Example of RHEL 6 CCE-26976-1 which will help implement NIST 800-53 Section AC-19(d) in Oz.

<template>
<name>centos64</name>
<os>
  <name>RHEL-6</name>
  <version>4</version>
  <arch>x86_64</arch>
  <install type='iso'>
  <iso>http://trusted_local_iso_mirror/isos/x86_64/RHEL-6.4-x86_64-bin-DVD1.iso</iso>
  </install>
  <rootpw>CHANGE THIS TO YOUR ROOT PASSWORD</rootpw>
</os>
<description>RHEL 6.4 x86_64</description>
<repositories>
  <repository name='epel-6'>
    <url>http://download.fedoraproject.org/pub/epel/6/$basearch</url>
    <signed>no</signed>
  </repository>
</repositories>
<packages>
  <package name='epel-release'/>
  <package name='cloud-utils'/>
  <package name='cloud-init'/>
</packages>
<commands>
  <command name='update'>
  yum update
  yum clean all
  sed -i '/^HWADDR/d' /etc/sysconfig/network-scripts/ifcfg-eth0
  echo -n > /etc/udev/rules.d/70-persistent-net.rules
  echo -n > /lib/udev/rules.d/75-persistent-net-generator.rules
  chkconfig --level 0123456 autofs off
  service autofs stop
  </command>
</commands>
</template>

Note, it is the recommendation of this guide to shy away from the manual image building process as it is complex and prone to error. Further, using an automated system like Oz or disk-image-builder for image building, or a configuration management utility like Chef or Puppet for post boot image hardening gives you the ability to produce a consistent image as well as track compliance of your base image to its respective hardening guidelines over time.

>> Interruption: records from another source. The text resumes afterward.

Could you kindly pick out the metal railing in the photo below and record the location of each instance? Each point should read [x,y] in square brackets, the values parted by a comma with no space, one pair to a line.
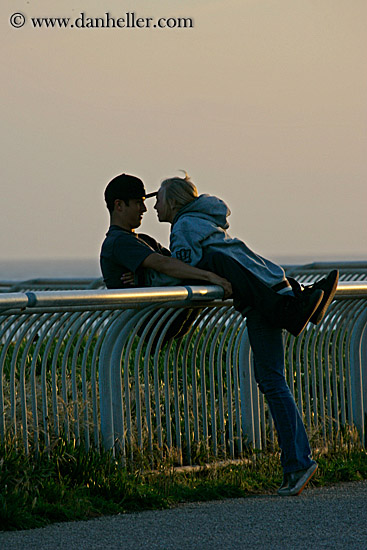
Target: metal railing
[107,367]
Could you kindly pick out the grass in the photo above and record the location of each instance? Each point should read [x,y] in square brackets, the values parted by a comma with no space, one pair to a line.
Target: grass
[71,484]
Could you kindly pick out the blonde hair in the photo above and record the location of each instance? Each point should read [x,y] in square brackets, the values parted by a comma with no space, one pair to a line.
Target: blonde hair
[180,191]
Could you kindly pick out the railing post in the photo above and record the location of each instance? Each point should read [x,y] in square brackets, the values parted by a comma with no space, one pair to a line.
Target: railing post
[356,374]
[247,406]
[107,356]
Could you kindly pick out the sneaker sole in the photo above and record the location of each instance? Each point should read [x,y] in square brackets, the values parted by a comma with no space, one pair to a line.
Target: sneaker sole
[296,331]
[297,490]
[319,314]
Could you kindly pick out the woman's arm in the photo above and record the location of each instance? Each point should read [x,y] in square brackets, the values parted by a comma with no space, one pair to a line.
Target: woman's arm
[180,270]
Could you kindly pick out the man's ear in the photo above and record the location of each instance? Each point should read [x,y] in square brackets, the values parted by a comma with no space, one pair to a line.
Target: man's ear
[118,205]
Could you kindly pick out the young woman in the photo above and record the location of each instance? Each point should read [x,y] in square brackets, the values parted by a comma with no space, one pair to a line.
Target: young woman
[263,295]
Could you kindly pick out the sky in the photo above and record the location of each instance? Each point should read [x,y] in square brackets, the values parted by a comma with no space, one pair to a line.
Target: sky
[262,102]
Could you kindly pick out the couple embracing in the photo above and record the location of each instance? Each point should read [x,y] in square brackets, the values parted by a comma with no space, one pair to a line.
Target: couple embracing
[202,250]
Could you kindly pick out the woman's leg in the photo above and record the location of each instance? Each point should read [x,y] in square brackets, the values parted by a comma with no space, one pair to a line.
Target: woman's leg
[268,350]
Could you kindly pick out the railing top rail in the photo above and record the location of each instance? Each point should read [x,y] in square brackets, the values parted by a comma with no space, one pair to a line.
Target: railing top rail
[122,297]
[131,298]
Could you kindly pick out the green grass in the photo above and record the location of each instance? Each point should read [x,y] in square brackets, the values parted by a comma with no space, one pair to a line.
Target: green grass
[71,484]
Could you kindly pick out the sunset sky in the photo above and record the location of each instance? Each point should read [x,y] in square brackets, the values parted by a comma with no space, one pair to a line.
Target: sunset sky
[262,102]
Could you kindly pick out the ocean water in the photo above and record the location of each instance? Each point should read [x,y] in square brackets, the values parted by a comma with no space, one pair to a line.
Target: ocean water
[18,270]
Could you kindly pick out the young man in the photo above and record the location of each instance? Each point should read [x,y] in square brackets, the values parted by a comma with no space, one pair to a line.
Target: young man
[123,250]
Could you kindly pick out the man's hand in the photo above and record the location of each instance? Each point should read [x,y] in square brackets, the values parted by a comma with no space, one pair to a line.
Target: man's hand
[226,285]
[180,270]
[128,279]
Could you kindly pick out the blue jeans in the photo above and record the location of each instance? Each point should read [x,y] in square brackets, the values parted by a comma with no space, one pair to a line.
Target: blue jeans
[268,350]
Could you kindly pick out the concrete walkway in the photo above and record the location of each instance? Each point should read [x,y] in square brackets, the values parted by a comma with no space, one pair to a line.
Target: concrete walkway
[333,518]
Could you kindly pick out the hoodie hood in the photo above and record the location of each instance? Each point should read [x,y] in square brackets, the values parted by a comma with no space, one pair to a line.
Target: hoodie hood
[207,208]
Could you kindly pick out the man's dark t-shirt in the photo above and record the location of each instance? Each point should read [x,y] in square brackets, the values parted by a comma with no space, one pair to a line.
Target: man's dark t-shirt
[124,251]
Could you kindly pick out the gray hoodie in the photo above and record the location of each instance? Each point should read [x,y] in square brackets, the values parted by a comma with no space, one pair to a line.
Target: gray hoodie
[201,226]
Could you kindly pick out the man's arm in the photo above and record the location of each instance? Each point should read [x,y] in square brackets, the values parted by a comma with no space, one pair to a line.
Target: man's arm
[180,270]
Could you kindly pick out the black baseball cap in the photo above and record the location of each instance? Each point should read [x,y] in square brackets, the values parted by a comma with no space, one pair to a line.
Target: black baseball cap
[125,187]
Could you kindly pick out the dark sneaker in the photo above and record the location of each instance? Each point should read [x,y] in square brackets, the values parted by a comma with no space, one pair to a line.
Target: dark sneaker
[299,310]
[294,482]
[328,285]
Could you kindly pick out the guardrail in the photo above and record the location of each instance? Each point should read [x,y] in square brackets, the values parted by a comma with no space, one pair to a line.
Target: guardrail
[102,366]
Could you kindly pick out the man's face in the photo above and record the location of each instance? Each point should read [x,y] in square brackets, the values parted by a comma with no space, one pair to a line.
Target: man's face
[161,208]
[132,214]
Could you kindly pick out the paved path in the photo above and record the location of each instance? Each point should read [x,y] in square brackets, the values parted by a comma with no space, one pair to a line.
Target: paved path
[333,518]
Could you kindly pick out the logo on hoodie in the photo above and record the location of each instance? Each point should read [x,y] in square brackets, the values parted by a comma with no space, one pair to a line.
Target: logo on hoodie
[184,254]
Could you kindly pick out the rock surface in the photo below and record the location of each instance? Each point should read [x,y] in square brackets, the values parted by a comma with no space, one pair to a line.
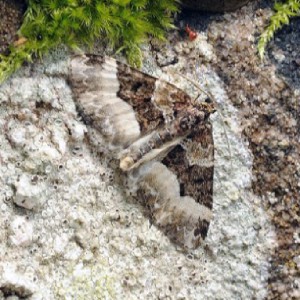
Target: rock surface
[84,239]
[214,5]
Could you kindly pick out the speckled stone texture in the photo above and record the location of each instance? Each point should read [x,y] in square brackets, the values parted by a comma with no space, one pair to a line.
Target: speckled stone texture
[11,13]
[80,237]
[214,5]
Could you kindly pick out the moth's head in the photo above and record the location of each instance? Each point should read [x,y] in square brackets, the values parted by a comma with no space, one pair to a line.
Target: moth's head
[207,106]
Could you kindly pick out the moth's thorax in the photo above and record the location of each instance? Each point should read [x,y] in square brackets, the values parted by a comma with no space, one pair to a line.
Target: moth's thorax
[161,137]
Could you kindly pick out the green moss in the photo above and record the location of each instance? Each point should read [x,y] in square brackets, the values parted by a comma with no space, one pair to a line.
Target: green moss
[283,13]
[121,24]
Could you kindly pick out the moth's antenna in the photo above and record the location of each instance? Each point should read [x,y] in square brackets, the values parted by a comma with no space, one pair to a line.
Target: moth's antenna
[210,95]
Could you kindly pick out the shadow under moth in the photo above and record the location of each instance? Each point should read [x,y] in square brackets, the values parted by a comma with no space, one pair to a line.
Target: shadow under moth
[161,138]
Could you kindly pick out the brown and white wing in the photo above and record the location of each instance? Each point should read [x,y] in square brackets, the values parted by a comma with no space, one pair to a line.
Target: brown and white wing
[177,192]
[122,103]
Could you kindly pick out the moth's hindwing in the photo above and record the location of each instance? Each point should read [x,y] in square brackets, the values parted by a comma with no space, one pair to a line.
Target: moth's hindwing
[162,139]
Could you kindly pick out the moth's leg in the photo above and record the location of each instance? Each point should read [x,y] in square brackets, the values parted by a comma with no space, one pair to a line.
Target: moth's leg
[181,218]
[177,192]
[158,143]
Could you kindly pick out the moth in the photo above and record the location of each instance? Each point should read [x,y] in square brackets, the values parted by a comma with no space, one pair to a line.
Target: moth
[161,137]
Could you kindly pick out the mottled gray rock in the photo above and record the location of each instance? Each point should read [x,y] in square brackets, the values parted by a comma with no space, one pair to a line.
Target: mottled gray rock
[14,283]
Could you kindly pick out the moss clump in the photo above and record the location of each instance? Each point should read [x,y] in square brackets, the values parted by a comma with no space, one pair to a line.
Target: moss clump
[121,24]
[283,12]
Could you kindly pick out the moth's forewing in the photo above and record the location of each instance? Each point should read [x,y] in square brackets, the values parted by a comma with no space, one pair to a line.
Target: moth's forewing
[127,107]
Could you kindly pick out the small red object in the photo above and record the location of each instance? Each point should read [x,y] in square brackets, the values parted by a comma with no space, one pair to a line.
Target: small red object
[192,34]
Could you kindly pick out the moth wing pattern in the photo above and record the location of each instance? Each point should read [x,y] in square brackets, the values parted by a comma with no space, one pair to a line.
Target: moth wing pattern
[122,103]
[128,108]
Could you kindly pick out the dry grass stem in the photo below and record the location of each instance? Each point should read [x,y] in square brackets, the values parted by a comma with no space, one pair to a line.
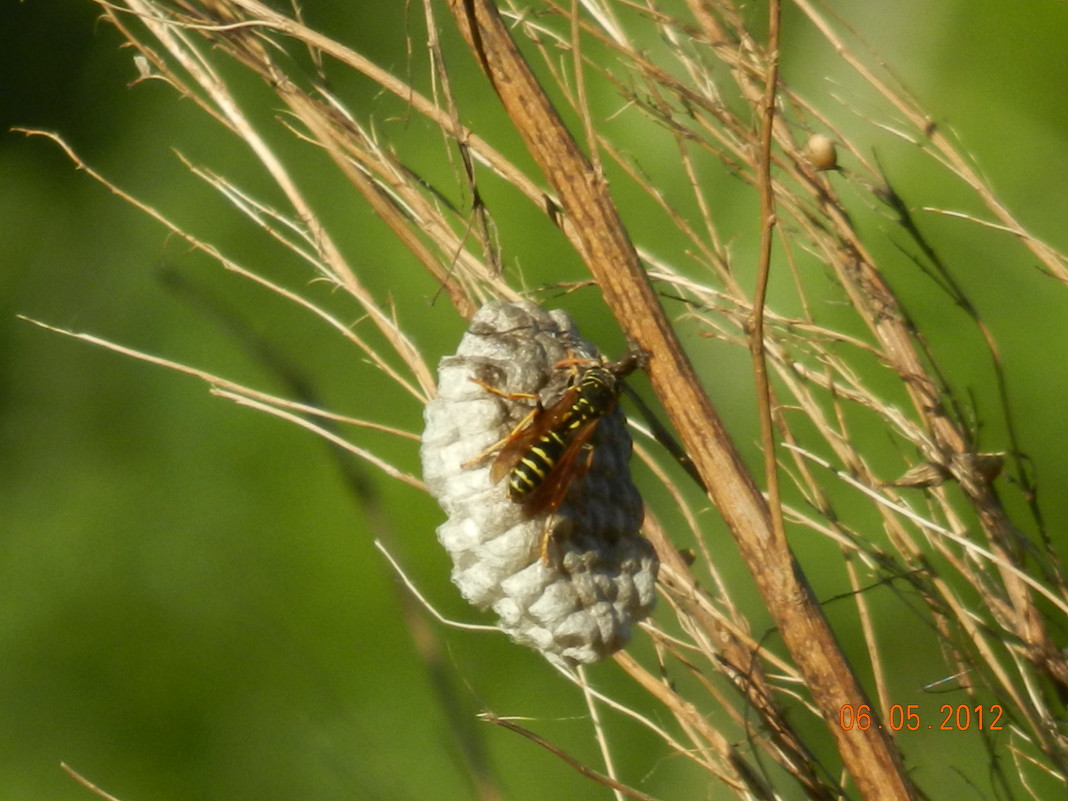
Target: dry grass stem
[919,525]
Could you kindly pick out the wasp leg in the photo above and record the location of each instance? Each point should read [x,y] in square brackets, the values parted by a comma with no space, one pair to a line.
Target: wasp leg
[500,443]
[514,433]
[559,495]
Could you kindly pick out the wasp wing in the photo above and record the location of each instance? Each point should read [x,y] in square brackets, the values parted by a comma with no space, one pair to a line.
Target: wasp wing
[520,441]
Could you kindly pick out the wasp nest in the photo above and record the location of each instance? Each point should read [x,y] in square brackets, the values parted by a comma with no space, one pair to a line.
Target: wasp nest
[578,602]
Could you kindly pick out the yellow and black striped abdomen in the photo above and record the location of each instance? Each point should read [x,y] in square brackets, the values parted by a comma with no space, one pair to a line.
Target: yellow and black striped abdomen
[594,397]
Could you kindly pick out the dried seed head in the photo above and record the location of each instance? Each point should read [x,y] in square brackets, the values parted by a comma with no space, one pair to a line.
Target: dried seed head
[821,152]
[579,605]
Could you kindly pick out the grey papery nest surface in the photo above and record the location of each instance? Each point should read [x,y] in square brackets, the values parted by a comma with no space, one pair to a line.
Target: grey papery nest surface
[580,603]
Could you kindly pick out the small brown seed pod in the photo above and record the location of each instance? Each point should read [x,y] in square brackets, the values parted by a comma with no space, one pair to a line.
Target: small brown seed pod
[821,152]
[576,599]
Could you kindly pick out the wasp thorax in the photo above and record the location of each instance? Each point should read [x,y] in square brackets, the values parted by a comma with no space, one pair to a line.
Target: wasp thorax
[527,451]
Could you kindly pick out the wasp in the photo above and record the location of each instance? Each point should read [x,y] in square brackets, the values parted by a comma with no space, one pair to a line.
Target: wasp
[550,450]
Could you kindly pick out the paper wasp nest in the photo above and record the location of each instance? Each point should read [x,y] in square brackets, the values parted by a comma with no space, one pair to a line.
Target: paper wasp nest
[579,603]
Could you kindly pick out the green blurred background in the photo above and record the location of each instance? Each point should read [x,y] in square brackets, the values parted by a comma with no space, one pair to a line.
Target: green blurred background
[190,602]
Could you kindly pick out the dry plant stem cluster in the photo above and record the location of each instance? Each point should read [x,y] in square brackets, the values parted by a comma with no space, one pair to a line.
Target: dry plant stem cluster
[1003,645]
[600,237]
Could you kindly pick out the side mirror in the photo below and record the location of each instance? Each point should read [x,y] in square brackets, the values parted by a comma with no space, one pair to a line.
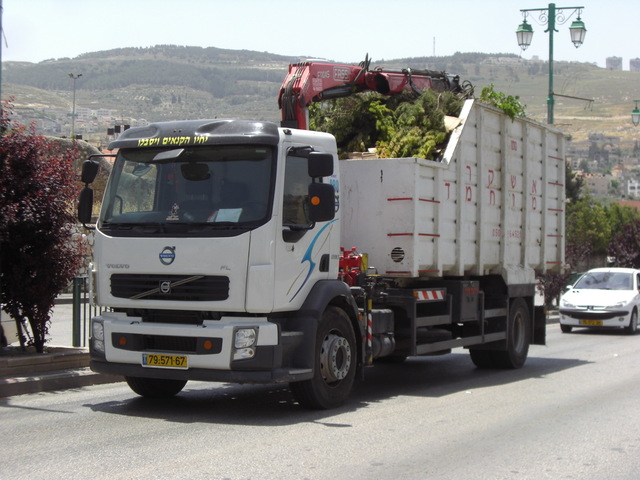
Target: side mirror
[89,171]
[321,202]
[320,164]
[85,206]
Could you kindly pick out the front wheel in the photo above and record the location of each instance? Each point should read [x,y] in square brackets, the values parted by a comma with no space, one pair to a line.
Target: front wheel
[155,387]
[334,365]
[633,324]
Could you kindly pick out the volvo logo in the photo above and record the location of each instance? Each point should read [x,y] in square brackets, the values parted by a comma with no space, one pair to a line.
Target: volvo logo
[167,255]
[165,287]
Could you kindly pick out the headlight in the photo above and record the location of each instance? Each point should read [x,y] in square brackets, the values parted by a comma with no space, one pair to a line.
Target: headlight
[244,343]
[617,305]
[565,304]
[245,337]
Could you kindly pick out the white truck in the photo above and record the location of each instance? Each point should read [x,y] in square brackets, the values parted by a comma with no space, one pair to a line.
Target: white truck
[230,250]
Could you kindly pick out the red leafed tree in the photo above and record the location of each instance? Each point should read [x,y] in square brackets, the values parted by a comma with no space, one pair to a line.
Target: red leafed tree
[38,257]
[625,245]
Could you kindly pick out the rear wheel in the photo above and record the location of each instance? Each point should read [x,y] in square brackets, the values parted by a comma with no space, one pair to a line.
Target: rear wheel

If subscribing to a public cloud service, you should check with the cloud provider for an outline of the process used to produce their default images. If the provider allows you to upload your own images, you will want to ensure that you are able to verify that your image was not modified before you spin it up. To do this, refer to the following section on Image Provenance.

Image Provenance and Validation

Unfortunately, it is not currently possible to force Compute to validate an image hash immediately prior to starting an instance. To understand the situation, we begin with a brief overview of how images are handled around the time of image launch.

Images come from the glance service to the nova service on a node. This transfer should be protected by running over SSL. Once the image is on the node, it is verified with a basic checksum and then it's disk is expanded based on the size of the instance being launched. If, at a later time, the same image is launched with the same instance size on this node, it will be launched from the same expanded image. Since this expanded image is not re-verified before launching, it could be tampered with and the user would not have any way of knowing, beyond a manual inspection of the files in the resulting image.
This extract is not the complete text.